"Into the Deep, Unto the New" Curatorial Statement

Naomi Stewart
March 31, 2022

Curatorial Statement

Dea Studios is proud to present the 2021 cohort of Inbreak Residency’s first interactive virtual exhibition, Into the Deep, Unto the New. The Inbreak Residency is an incubator for artists of any discipline, writers, curators, and preachers to foster a brave space that facilitates a raw exploration of art, faith, and race in the United States. Over the course of three months, residents engage in texts, open dialogue, and somatic practice to metabolize themes surrounding racial trauma in the U.S. Each resident is encouraged to reimagine their individual role in generating social healing through self-led community projects using their creative practice and tools provided by the residency.

The events that took place on May 25th, 2020 became the springboard for this residency and first cohort.
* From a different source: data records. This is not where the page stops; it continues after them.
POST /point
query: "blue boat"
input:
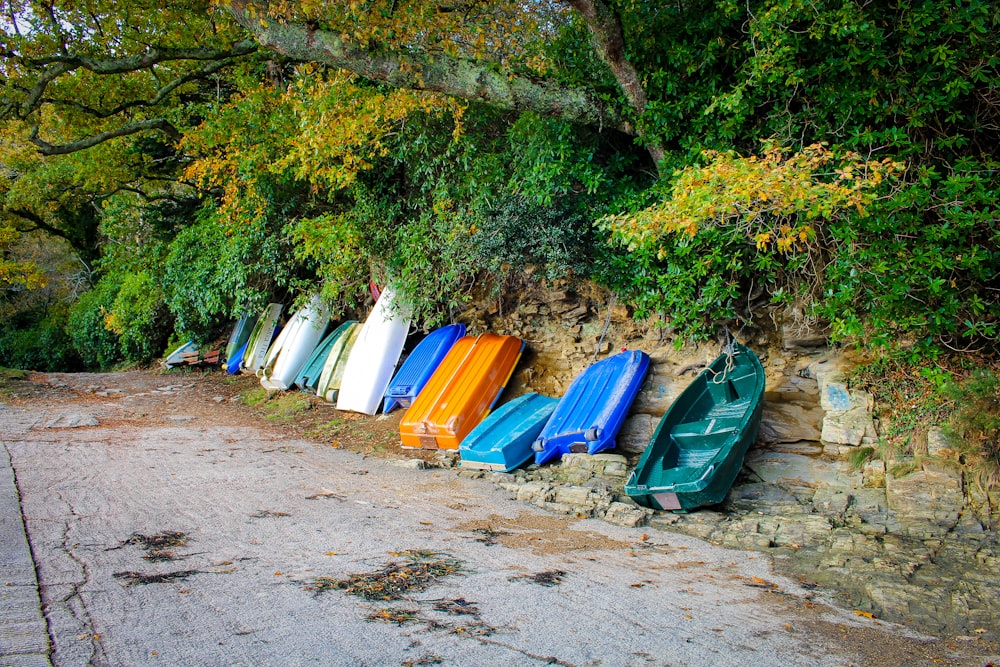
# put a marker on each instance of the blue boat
(591, 413)
(420, 365)
(308, 378)
(502, 441)
(233, 363)
(240, 336)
As we know, George Floyd was tragically killed in Minneapolis, Minnesota while being arrested for allegedly using a counterfeit bill on this day. Society witnessed this tragic murder at the hands of the Minneapolis police, leading to worldwide protests calling for racial justice--for a recognition of the dignity and value of Black life. The growing political tension exacerbated racial disunity and division in the United States. Black and Indigenous people were again reminded that they must convince the world of their existence and of their value.
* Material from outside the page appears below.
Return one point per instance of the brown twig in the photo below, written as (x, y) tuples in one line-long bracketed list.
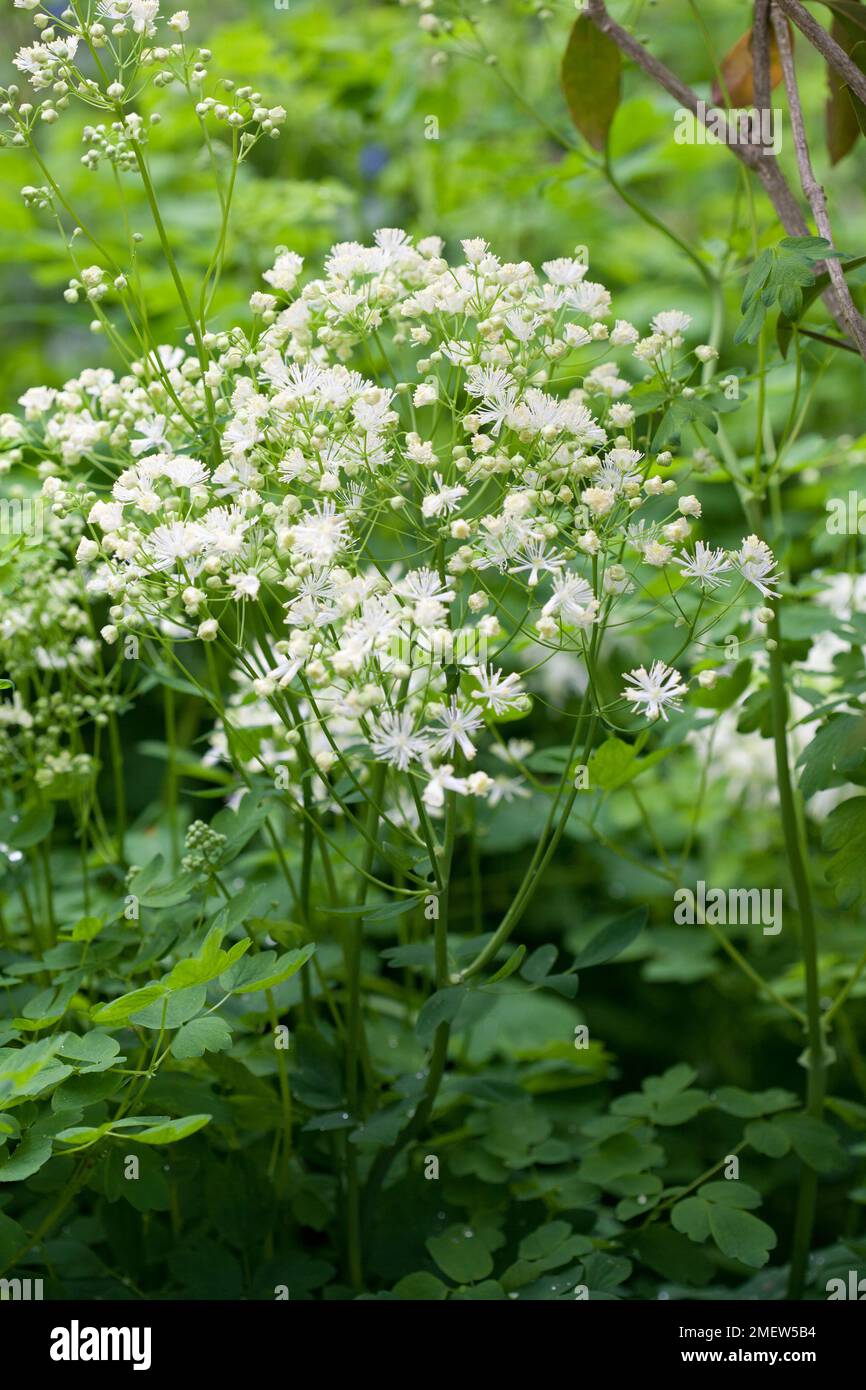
[(812, 189), (761, 57), (826, 45), (755, 157)]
During the breadth of Inbreak Residency 2021, we examined the degradation of the value of BIPOC life beginning with  Dr. Willie Jennings’ book, "The Christian Imagination". In his text, Jennings states that concepts of value and intimacy have been “imagined by Western, white, male identities, [and that,] at another level[,] these are ways of being in the world that resist the realities of submission, desire, and transformation”. [3] He goes on to say that, “the intimacy that marks [Christian] history is a painful one, one in which the joining often meant oppression, violence, and death, if not of bodies then most certainly of ways of life, forms of language, and visions of the world”. [3] This degradation of body, culture, language and vision is realized in embodied and intergenerational racialized trauma-- deeply marking place and person.

We asked as a cohort: "How do we heal racialized trauma and what can a post-racialized society look like?" In Resmaa Menakem’s book, "My Grandmother’s Hands", he states that, “In today’s America, we tend to think of healing as something binary: either we’re broken or we’re healed from that brokenness. But that’s not how healing operates, and it’s almost never how human growth works. More often, healing and growth take place on a continuum, with innumerable points between utter brokenness and total health.” We believe along this continuum is where healing can begin.

Into the Deep, Unto the New is an interactive virtual exhibition that navigates this continuum of collective healing. A virtual showcase by Inbreak residents (Liberty Worth, Steve Anthony Johnson, Arneshia Williams, and Andrew Nemr), Into the Deep, Unto the New provides a lens through which we see the impassioned overflow from art as practice to art as community-building in effort to bravely uncover racialized trauma and to reimagine a post-racialized society.The  exhibition includes drawings, quilts, spoken/written storytelling, tap performance, embodied movement performance, and video from Inbreak residents and their community members.